"The teacher asks the boys about something."
Translation:La instruisto demandas la knabojn pri io.
"Al" is not really optional. Rather, there are two ways of marking the role that "la knaboj" and "io" have in this sentence.
- demandi la knabojn pri io.
demandi al la knaboj ion.
Ask the boys something.
- As something of the boys.
- Ask the boys about something.
"La instruisto demandas al la knaboj pri io.", "La instruisto demandas la knabojn pri io."
Some prepositions can be replaced by the accusation-ending, if that doesn't introduce ambiguity, or make the sentence have two direct objects.
I think that "La instruisto demandas ion al la knaboj" is also possible. For me it makes sense and it's the same contruction as "I ask him a question". Am I right?
That's not quite the same meaning. In the original sentence, the teacher is asking the boys about something. (i.e. What can you tell me about horses?) In your sentence, the teacher is merely asking the boys something. (i.e. How many legs does a horse have?)
I would describe this as "technically possible" - but it's nothing you'd see in practice. The only sentence I found that was even close was something like:
La instruisto demandas al la knaboj nur tion, ĉu ili faris la hejmtaskojn.
The teacher asks the boys only whether they'd done their homework.
In that case "tion" is added to make the function of "nur" more clear. Otherwise, you'd simply say
- La instruisto demandis al la knaboj ĉu ili faris le hejmtaskojn.
Thank you.
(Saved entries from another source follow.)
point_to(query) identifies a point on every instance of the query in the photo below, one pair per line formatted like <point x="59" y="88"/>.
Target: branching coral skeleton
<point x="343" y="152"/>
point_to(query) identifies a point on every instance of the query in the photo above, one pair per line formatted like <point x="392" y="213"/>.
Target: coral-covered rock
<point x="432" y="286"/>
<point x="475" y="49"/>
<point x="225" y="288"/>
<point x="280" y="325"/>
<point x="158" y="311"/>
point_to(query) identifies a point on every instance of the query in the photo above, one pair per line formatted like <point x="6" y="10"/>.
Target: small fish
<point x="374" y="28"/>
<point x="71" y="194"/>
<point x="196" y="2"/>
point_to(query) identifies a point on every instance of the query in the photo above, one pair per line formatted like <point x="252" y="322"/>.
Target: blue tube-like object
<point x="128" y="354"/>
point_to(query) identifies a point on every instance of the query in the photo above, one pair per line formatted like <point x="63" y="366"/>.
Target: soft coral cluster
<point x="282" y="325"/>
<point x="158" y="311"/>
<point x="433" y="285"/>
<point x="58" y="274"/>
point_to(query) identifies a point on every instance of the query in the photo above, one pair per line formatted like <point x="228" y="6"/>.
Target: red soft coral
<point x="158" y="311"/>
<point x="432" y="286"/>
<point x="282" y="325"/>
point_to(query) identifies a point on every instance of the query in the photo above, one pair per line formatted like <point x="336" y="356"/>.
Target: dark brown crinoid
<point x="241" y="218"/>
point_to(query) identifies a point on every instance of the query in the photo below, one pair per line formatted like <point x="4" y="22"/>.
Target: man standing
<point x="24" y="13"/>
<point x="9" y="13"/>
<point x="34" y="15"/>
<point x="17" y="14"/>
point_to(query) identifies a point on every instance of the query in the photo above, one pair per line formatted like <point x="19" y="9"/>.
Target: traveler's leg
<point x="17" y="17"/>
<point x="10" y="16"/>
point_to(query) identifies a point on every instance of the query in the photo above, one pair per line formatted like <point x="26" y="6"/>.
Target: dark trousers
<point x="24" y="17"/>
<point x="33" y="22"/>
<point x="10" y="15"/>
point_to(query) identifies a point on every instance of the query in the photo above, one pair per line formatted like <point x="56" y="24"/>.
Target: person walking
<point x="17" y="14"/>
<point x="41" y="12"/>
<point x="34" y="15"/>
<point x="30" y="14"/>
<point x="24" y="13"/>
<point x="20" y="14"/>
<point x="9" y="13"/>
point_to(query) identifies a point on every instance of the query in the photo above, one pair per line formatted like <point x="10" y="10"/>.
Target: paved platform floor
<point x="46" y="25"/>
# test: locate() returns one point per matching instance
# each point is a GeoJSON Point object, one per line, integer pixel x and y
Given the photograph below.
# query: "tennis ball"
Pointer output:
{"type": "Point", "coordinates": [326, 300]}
I had forfotten that and kept wondering why "la knabojn" was accusarive.
So does "demandi" take a direct object of the question being asked or the person being asked...?
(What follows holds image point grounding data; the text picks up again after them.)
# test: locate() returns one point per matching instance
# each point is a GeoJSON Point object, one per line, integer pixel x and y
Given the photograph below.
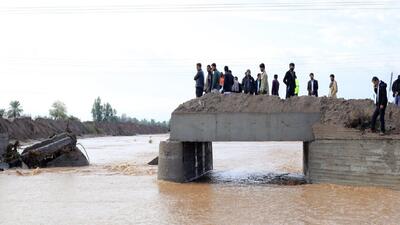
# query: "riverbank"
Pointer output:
{"type": "Point", "coordinates": [28, 129]}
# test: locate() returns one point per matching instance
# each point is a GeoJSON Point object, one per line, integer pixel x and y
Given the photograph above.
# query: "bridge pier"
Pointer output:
{"type": "Point", "coordinates": [184, 161]}
{"type": "Point", "coordinates": [372, 162]}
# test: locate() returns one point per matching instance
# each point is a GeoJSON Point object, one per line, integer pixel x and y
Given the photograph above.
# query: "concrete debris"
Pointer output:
{"type": "Point", "coordinates": [57, 151]}
{"type": "Point", "coordinates": [353, 113]}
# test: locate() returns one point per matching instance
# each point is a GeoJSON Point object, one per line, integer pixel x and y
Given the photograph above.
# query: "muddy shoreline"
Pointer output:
{"type": "Point", "coordinates": [25, 129]}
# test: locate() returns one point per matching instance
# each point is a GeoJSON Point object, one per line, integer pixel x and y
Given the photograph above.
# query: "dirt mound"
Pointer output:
{"type": "Point", "coordinates": [340, 112]}
{"type": "Point", "coordinates": [26, 128]}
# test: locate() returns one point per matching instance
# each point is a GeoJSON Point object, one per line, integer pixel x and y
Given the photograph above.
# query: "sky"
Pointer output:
{"type": "Point", "coordinates": [140, 56]}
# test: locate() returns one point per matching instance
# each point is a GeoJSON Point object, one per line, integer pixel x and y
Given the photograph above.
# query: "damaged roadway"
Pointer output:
{"type": "Point", "coordinates": [240, 117]}
{"type": "Point", "coordinates": [57, 151]}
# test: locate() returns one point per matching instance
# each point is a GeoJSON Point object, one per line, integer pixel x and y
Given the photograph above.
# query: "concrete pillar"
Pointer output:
{"type": "Point", "coordinates": [3, 144]}
{"type": "Point", "coordinates": [306, 153]}
{"type": "Point", "coordinates": [355, 162]}
{"type": "Point", "coordinates": [184, 161]}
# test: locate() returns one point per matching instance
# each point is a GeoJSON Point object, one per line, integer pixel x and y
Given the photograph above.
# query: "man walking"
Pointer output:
{"type": "Point", "coordinates": [290, 81]}
{"type": "Point", "coordinates": [333, 87]}
{"type": "Point", "coordinates": [207, 88]}
{"type": "Point", "coordinates": [312, 86]}
{"type": "Point", "coordinates": [275, 86]}
{"type": "Point", "coordinates": [264, 88]}
{"type": "Point", "coordinates": [258, 84]}
{"type": "Point", "coordinates": [381, 101]}
{"type": "Point", "coordinates": [228, 81]}
{"type": "Point", "coordinates": [199, 78]}
{"type": "Point", "coordinates": [248, 83]}
{"type": "Point", "coordinates": [215, 87]}
{"type": "Point", "coordinates": [396, 91]}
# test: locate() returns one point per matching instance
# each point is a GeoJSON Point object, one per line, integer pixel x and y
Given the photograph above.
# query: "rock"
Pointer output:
{"type": "Point", "coordinates": [57, 151]}
{"type": "Point", "coordinates": [4, 166]}
{"type": "Point", "coordinates": [70, 159]}
{"type": "Point", "coordinates": [153, 162]}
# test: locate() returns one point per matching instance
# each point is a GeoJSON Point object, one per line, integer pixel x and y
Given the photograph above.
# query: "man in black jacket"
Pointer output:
{"type": "Point", "coordinates": [248, 83]}
{"type": "Point", "coordinates": [381, 102]}
{"type": "Point", "coordinates": [396, 91]}
{"type": "Point", "coordinates": [228, 80]}
{"type": "Point", "coordinates": [290, 81]}
{"type": "Point", "coordinates": [199, 78]}
{"type": "Point", "coordinates": [312, 86]}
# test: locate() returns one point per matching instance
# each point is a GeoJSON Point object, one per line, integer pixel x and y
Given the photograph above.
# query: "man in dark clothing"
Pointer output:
{"type": "Point", "coordinates": [312, 86]}
{"type": "Point", "coordinates": [290, 81]}
{"type": "Point", "coordinates": [248, 83]}
{"type": "Point", "coordinates": [275, 86]}
{"type": "Point", "coordinates": [199, 78]}
{"type": "Point", "coordinates": [381, 103]}
{"type": "Point", "coordinates": [396, 91]}
{"type": "Point", "coordinates": [215, 79]}
{"type": "Point", "coordinates": [228, 80]}
{"type": "Point", "coordinates": [207, 88]}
Well, re-reading my own answer all these months later, I'm not sure. :-)
The normal pattern is demandi iun pri io -- that is, the direct object is the person asked.
You will also see demandi al iu....
And in questions, the direct object is often the thing askd. "Kion li demandis?"
Properly, demandi is a transitive verb and requires an object. It is unlike the English verb "ask," which is both transitive and intransitive. Moreover, "ask" in English has mutliple meanings and can take different kinds of objects. Some examples: (1) put a question to; inquire of; "I asked her." (2) request information about; "Ask the way." (3) call for; need; "This experiment asks patience."
The Esperanto verb "demandi" has only meaning (1) of "ask" and "demandi al" is a corruption from outside Esperanto.
http://vortaro.net/#demandi - demand/i (tr) Peti pri sciigo, informo: demandi iun pri io
@BillEverett: Your answer seems definitive, but how do I know that it is? You write that "'demandi al' is a corruption from outside Esperanto" Is that definitive? I'd be really grateful to know, either by consensus or unilateral edict, whether that entire quoted statement is true.
Or, as AustinSegal so brilliantly asked, does "demandi" take a direct object?
Thanks in advance for any cogent answers.